Young Hannah: Queen of the Vampires

January 28, 2012 5 Min Read

Review by: Fusion3600

Plot: What’s it about?

On an isolated island, a team of archaeologists have started an expedition, although the locals have warned them not to proceed. As the legend goes, a young woman named Hannah was turned into a vampire, but never destroyed by the townspeople. She was simply too beautiful and they couldn’t bring themselves to burn her, so they sealed her inside of a crypt. This elaborate, massive crypt is even labeled with her name, but the outsiders decide to ignore the locals and their talk, to push forward. The tomb is soon popped open by Chris Bolton (Andrew Prine), who is on the island to further his deceased father’s work. It seems like things are smooth enough, as Chris has met Mary and the two have hit it off, but Mary’s brother is involved in dark deeds, to be sure. His name is Peter and he wishes to revive Hannah from her slumber, so he holds black masses in her crypt and asks some local hermits for their help in the matter. Of course, Hannah is awoken and she begins a blood feast, but can anyone defeat her this time around?

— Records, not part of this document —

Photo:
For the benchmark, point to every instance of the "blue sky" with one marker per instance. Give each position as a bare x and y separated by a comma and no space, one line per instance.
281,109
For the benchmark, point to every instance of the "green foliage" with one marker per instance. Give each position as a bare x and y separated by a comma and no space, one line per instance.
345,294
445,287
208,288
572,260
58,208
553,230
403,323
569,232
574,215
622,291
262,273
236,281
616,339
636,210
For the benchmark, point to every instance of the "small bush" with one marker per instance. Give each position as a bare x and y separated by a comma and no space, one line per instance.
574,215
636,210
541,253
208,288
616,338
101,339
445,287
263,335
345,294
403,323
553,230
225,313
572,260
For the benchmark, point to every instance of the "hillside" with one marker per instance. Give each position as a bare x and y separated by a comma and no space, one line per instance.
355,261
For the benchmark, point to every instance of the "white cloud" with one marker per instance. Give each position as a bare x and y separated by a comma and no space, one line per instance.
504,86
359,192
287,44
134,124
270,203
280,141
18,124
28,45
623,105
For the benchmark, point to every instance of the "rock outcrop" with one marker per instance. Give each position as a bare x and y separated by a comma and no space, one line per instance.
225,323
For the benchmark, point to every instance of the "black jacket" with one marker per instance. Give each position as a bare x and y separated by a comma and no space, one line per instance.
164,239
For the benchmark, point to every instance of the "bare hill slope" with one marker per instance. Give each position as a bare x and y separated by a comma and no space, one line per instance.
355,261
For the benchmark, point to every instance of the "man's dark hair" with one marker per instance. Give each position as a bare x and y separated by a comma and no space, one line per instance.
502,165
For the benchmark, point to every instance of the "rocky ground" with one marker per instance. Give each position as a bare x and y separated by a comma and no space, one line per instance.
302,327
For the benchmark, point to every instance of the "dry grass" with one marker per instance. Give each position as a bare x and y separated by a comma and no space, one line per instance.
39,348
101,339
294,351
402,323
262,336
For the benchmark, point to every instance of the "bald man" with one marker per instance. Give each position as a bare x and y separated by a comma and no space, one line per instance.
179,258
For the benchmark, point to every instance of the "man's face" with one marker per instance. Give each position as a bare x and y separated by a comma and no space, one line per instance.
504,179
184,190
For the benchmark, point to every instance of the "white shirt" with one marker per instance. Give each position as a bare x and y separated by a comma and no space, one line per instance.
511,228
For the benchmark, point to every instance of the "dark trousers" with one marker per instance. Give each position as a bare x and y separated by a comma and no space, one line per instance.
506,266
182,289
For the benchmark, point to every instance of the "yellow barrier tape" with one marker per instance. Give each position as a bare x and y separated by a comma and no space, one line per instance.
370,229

As a fan of vampire cinema, I was eager to spin Young Hannah, Queen of the Vampires, as it had been years since I’d last seen the film. Also known as Crypt of the Living Dead, this movie is pure camp and has some bad moments, but I think it makes for a fun watch. The writing is bland, the special effects low end, and of course, the acting is laughable, but it all adds up to a ton of laughs, if you like bad movies. This is billed as a horror flick however, so if you expect a normal vampire effort, you’ll be taken for a ride here, perhaps one you won’t like. Some scenes have some cool, eerie touches however, and on the whole, the end sequence is memorable and stands as the film’s shining moment, I think. Teresa Gimpera (Feast of Satan) is quite the looker and while she is inside of a tomb for most of this picture, she adds a lot to the final scenes, which is enough here. The rest of the cast is either decent or bad, but in a picture like this, that only serves to add to the entertainment value. VCI’s disc has the widescreen, complete & uncut edition of Young Hannah and comes at a very low price, so if you’re at all interested, this release is recommended.

Video: How does it look?

Young Hannah, Queen of the Vampires is presented in a 1.85:1 widescreen transfer, which is not enhanced for widescreen televisions. Given the age and origins of this movie, the image here is pretty good, but it is still quite flawed. The main issue is the contrast, as blacks look too light and as such, detail is overexposed and that’s not good. Some scenes look decent enough, but most are just more grey in tone than black, which is bad news. The colors look faded, as expected, but the print is a little cleaner than I had figured, which is cool. This is not the level of visual excellence we usually expect, but given the nature of this release, it looks more than watchable.

Audio: How does it sound?

I was pleased with the included Dolby Digital stereo option, but it is still pretty dated, as I had expected. I heard a little fuzz at times, but nothing too serious and on the whole, it all sounds more than decent here. The sound effects are thin here and there, while the music is solid, so it isn’t perfect, but far from bad also. The dialogue seems clean enough and never distorts, while the volume remains properly balanced throughout. Not the best audio track I’ve heard, but more than decent and I doubt anyone will be too let down here.

Supplements: What are the extras?

This disc includes some talent files, but no other bonus materials specific to this movie.